Now that i have gone on a rant and vented all that, let me give you some unsolicited advice. We have established that we have started this game of life at a deficiency or a negative, so who will come to save us? Unfortunately dear reader, this is a pit that we did not shove ourselves in but we must sharpen our nails and crawl out of it ourselves. Let us reconnect with who we truly are. With our sharpened stiletto nails, let us dig into the hippocampus part of our brains and remember who we are and what we used to love doing as children and teens, before the world set unattainable standards for us. Actively set apart time to do those things and i wholeheartedly believe it will heal a part of our being.

Also be very picky on the media you consume. Social media might be part of the problem but since its also part of the reality we live in right now, be very vigilant on who or what you let into your internet space. Follow people who inspire you and make you feel like your dreams are not impossible to achieve. Take social media breaks, you don’t need to always know everything that is going on( FOMO is gonna be the end of us!). Last but not least, uko kadi msee? We can’t be making one step forward and five backward. Let us take this country by the horns and make it work for us!

My best friend says, our generation is like the Israelites and as we all know, they got to their Canaan and i know so will we. Like the Israelites, we need to recognise who to turn to and call in times like this, and that my friend, is none other than Yahwey! We are fighting a bigger battle and for us to make it, we are gonna need Him, whether we like it or not. I mean whats at stake? Oh nothing much, just the whole of our futures and lives!
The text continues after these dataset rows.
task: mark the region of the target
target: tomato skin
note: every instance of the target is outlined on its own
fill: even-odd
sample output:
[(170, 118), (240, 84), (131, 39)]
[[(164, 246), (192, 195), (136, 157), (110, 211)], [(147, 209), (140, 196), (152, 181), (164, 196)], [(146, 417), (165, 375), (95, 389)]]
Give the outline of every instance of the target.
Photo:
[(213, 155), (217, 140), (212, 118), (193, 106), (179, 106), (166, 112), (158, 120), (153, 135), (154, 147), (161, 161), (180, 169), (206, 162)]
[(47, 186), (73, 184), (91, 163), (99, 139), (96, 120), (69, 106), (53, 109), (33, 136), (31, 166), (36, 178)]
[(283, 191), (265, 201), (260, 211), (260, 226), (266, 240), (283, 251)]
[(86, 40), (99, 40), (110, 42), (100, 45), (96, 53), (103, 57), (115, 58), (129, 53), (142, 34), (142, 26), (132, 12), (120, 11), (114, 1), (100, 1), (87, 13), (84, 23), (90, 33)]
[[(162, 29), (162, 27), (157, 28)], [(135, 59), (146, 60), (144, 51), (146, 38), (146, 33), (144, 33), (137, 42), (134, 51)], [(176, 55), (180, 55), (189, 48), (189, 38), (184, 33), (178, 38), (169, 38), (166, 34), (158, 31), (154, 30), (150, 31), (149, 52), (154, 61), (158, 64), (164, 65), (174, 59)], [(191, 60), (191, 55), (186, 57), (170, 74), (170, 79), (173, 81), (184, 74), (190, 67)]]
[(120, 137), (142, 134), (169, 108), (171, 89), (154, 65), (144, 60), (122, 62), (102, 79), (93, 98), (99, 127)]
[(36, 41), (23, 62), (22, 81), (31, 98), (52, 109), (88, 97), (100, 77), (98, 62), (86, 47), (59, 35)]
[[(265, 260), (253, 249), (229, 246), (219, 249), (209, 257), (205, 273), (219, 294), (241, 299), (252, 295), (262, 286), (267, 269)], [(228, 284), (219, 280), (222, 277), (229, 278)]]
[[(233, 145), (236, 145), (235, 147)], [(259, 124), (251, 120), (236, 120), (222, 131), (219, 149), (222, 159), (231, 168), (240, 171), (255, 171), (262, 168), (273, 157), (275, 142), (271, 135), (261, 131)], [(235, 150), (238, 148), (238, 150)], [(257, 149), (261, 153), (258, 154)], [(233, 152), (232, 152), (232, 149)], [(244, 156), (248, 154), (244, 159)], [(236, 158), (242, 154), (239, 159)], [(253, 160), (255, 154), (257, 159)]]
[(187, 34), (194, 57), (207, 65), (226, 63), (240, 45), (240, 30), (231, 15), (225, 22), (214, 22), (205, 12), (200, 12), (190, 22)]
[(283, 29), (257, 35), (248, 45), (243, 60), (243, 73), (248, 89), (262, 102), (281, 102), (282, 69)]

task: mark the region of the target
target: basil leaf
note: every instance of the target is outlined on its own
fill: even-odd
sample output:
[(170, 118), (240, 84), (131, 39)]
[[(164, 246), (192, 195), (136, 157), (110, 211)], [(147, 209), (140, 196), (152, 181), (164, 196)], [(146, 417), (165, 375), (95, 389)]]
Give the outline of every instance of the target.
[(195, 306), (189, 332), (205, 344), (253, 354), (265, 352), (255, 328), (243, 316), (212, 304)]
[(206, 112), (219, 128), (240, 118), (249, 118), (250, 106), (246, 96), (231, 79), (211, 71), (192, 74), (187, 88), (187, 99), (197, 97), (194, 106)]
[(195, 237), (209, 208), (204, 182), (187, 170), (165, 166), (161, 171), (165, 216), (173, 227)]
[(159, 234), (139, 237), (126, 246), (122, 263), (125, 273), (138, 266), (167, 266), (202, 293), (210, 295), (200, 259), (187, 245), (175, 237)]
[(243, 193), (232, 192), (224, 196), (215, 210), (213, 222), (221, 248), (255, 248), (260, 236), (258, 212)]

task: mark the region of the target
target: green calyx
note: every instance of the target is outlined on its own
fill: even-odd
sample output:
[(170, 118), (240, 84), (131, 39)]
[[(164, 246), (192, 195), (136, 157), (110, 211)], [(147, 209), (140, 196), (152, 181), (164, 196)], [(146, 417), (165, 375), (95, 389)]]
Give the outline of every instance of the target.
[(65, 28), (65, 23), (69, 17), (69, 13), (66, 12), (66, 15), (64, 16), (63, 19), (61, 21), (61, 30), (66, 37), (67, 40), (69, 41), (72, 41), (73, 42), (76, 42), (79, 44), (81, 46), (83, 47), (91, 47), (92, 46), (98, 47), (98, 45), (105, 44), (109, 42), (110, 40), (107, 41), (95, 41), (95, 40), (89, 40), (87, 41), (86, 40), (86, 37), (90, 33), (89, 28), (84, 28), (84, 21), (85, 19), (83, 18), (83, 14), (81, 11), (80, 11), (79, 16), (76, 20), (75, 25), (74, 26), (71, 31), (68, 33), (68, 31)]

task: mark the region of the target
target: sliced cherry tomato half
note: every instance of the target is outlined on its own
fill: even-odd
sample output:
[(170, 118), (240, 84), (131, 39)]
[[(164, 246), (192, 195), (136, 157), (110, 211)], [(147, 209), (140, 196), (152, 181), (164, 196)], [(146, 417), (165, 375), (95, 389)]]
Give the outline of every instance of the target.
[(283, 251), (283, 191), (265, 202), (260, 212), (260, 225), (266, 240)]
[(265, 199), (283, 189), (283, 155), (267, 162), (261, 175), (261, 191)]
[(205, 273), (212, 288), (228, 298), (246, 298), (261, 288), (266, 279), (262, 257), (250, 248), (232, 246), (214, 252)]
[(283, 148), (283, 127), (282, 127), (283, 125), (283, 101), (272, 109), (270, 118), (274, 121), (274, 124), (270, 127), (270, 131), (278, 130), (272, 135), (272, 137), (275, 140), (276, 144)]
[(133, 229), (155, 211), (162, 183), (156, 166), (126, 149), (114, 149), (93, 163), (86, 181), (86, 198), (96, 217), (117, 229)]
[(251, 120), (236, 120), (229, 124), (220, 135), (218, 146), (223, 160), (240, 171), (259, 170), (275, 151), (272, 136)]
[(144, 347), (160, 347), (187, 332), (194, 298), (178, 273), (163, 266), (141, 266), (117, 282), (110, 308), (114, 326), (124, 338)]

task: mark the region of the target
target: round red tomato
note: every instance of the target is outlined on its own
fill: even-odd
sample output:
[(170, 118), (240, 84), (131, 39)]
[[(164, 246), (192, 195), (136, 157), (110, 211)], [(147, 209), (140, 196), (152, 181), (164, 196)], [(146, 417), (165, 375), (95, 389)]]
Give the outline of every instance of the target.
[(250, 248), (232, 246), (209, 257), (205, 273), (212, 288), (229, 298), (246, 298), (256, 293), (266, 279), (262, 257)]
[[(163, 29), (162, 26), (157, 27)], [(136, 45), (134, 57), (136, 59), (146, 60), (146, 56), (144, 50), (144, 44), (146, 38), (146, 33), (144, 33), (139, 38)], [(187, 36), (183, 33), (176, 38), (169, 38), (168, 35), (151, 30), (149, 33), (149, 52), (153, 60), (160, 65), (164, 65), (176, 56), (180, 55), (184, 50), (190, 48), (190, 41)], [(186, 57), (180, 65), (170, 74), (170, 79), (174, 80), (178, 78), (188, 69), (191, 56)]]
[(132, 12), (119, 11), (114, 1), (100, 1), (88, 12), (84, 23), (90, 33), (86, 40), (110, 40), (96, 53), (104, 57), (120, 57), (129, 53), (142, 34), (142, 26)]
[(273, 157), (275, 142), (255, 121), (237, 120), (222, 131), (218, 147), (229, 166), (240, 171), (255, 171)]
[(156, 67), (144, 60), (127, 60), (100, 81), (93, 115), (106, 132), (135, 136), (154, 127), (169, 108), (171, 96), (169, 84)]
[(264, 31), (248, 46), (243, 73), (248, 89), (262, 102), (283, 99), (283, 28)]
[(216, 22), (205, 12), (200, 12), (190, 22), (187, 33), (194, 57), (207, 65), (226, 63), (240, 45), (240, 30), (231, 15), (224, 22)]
I leave you with an encouragement that you are not alone, you matter, you are loved and your dreams are not just dreams. Remember the Spotlight Effect is based on us over exaggerating how people actively notice us. Even if they do notice us and our shortcomings, its never as serious or as bad as we tortue ourselves thinking. So do what you need to do, do it scared, do it with imposter syndrome, do it trembling, just get up and do it. Refuse to just sit by and be a witness to peoples lives while yours passes you by.